Data Sampling on MDS-resistant 10th Generation Intel Core (Ice Lake)
This work addresses a critical security vulnerability for users of Intel CPUs, revealing that even newer architectures like Ice Lake are susceptible to data leakage attacks, which is incremental as it builds on known MDS vulnerabilities.
The authors demonstrated a new variant of the Fallout MDS attack that works on 10th Generation Intel Core (Ice Lake) CPUs, which were previously believed to be immune, using the Transynther tool to automatically synthesize it and showing that only microcode versions after January 2020 prevent exploitation.

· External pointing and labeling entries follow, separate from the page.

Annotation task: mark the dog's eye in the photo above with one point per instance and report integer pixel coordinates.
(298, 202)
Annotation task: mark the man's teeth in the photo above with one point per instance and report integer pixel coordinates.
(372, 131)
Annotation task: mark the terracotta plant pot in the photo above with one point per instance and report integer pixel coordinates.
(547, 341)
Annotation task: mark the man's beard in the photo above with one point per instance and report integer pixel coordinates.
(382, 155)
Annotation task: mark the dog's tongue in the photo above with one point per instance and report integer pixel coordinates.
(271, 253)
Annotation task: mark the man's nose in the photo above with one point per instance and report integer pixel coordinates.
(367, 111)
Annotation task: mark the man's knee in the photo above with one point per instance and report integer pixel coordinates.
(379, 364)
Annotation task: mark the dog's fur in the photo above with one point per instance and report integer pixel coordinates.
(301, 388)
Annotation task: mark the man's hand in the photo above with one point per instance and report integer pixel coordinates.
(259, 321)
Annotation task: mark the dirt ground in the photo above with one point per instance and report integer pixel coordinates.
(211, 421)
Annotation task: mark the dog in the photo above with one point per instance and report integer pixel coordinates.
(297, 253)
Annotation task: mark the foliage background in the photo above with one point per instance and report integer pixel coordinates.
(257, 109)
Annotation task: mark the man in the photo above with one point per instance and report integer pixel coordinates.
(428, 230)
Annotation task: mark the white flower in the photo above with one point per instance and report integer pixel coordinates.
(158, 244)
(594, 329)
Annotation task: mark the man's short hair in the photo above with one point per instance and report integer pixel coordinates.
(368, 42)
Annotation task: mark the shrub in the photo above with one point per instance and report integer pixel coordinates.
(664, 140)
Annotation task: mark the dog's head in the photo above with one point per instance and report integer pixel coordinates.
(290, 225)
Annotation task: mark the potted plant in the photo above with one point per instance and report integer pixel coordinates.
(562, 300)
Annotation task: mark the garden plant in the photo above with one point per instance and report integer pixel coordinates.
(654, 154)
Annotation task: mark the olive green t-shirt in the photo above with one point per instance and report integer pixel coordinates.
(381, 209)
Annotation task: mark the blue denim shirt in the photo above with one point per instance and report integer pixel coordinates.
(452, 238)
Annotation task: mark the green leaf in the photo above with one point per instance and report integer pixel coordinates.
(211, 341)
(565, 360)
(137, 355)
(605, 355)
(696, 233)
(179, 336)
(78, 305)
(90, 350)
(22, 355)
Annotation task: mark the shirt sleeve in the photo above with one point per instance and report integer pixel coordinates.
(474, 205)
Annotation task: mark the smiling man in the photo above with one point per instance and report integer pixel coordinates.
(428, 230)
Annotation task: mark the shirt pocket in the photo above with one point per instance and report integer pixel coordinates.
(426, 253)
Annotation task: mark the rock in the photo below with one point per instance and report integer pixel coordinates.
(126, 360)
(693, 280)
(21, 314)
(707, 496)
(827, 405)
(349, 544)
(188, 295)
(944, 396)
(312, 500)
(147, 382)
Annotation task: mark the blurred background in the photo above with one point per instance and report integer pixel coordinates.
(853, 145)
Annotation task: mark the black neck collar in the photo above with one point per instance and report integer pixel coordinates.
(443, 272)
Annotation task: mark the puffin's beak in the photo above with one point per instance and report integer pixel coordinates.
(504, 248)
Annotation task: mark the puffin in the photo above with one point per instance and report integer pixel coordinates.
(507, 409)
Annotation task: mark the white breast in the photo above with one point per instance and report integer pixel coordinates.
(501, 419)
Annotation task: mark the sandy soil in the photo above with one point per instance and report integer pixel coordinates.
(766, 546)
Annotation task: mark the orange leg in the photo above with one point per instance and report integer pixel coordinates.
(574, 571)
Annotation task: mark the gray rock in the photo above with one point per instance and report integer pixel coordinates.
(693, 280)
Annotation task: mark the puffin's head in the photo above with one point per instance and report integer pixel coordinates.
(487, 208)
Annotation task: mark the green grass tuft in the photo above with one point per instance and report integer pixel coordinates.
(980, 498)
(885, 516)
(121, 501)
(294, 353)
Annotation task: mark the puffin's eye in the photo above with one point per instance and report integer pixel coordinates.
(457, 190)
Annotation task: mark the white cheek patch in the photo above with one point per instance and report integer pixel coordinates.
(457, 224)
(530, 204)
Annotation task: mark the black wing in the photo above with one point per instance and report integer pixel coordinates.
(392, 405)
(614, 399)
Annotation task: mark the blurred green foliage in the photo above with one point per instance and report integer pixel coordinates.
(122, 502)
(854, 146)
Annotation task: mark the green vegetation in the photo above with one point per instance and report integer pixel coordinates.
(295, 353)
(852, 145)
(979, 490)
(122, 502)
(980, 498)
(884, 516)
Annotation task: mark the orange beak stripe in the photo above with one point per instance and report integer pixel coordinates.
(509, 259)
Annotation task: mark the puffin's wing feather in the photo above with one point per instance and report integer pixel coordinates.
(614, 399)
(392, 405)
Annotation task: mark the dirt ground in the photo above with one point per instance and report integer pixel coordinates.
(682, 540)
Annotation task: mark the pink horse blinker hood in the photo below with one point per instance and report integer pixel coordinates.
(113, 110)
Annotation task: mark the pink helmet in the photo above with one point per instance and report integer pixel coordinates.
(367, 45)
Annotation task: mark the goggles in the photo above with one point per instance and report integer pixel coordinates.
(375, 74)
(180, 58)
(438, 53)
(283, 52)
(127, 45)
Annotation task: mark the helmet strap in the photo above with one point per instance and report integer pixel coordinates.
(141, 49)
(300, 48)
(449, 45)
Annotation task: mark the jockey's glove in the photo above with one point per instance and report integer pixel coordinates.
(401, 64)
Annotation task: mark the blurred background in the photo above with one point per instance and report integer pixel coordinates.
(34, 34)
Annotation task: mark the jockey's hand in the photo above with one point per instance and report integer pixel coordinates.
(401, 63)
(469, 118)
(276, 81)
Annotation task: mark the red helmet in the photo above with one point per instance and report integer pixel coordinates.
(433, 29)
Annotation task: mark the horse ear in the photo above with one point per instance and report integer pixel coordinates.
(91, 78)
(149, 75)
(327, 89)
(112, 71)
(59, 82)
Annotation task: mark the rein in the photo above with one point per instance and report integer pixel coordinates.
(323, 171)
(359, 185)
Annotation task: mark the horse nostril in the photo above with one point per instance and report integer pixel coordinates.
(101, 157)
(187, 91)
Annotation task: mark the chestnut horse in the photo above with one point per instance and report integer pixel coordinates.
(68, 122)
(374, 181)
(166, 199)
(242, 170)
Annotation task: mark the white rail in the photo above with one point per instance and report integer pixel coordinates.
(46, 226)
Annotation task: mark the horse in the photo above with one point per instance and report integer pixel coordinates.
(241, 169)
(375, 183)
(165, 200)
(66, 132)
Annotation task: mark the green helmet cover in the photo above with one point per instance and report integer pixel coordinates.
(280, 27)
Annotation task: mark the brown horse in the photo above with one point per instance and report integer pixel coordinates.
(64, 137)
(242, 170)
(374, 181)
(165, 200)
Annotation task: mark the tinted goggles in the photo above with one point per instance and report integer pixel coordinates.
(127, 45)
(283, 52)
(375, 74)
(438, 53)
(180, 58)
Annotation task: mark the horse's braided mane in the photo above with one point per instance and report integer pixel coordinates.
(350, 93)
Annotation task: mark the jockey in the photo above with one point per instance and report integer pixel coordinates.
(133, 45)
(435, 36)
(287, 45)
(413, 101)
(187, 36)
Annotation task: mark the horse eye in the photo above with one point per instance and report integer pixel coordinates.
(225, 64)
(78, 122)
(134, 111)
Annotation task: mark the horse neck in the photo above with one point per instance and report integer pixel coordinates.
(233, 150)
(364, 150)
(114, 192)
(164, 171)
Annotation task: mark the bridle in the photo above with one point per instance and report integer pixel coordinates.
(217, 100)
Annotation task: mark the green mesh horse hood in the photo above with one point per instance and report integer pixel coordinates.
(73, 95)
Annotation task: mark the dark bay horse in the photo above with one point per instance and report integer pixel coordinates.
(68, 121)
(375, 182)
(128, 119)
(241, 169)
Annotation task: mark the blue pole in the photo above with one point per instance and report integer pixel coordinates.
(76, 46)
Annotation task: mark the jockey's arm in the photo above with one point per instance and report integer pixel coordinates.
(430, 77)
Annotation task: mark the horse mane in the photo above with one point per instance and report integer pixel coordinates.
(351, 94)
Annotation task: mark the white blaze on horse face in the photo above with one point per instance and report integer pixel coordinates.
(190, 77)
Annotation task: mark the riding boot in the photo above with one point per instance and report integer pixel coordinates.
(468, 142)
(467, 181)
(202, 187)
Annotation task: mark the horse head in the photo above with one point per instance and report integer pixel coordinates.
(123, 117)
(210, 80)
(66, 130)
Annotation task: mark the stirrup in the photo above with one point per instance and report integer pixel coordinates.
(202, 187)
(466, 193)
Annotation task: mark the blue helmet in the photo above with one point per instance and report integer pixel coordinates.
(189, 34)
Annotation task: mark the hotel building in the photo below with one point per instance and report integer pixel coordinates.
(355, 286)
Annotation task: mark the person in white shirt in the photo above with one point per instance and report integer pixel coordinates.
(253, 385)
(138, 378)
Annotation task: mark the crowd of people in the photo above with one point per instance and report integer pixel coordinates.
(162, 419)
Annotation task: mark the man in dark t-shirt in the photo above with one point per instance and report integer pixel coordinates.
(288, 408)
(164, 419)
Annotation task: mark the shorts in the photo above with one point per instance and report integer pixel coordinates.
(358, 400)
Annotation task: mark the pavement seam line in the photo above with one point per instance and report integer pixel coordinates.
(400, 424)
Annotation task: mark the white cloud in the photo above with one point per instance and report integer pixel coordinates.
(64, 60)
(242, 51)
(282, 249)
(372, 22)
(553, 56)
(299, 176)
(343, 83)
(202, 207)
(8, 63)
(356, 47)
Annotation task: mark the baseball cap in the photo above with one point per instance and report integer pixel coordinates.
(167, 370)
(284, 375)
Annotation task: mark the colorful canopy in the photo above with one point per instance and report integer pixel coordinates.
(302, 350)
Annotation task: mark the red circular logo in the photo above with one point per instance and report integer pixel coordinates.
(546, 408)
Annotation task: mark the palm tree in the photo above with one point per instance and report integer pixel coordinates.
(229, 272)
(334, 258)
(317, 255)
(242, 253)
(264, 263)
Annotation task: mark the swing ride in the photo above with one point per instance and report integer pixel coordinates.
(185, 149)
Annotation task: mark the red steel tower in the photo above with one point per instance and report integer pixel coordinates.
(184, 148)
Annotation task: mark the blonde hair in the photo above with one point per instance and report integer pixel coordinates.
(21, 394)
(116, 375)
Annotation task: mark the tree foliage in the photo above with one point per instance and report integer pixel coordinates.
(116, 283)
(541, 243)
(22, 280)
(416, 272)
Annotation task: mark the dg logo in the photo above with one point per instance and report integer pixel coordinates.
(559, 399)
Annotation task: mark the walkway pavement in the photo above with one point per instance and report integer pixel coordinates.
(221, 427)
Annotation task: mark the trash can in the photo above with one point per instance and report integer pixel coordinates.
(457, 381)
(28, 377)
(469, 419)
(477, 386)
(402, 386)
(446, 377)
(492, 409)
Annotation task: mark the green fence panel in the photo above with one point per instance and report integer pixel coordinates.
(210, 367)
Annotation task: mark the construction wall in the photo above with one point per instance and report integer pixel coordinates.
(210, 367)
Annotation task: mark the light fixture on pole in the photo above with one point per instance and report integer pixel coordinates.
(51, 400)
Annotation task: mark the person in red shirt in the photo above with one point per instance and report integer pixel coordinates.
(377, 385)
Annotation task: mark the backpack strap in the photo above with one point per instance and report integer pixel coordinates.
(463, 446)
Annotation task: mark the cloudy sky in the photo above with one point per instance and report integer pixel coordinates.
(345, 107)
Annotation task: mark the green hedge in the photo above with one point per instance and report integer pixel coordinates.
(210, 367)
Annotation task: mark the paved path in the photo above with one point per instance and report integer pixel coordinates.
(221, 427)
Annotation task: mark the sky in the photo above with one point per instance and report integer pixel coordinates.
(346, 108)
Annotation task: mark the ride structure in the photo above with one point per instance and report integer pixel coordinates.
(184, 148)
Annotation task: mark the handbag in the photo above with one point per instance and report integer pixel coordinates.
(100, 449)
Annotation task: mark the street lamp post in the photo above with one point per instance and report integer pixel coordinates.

Microarchitectural Data Sampling (MDS) is a set of hardware vulnerabilities in Intel CPUs that allows an attacker to leak bytes of data from memory loads and stores across various security boundaries. On affected CPUs, some of these vulnerabilities were patched via microcode updates. Additionally, Intel announced that the newest microarchitectures, namely Cascade Lake and Ice Lake, were not affected by MDS. While Cascade Lake turned out to be vulnerable to the ZombieLoad v2 MDS attack (also known as TAA), Ice Lake was not affected by this attack. In this technical report, we show a variant of MSBDS (CVE2018-12126), an MDS attack, also known as Fallout, that works on Ice Lake CPUs. This variant was automatically synthesized using Transynther, a tool to find new variants of Meltdown-type attacks. Based on the findings of Transynther, we analyze different microcodes regarding this issue, showing that only microcode versions after January 2020 prevent exploitation of the vulnerability. These results show that Transynther is a valuable tool to find new variants, and also to test for regressions possibly introduced with microcode updates.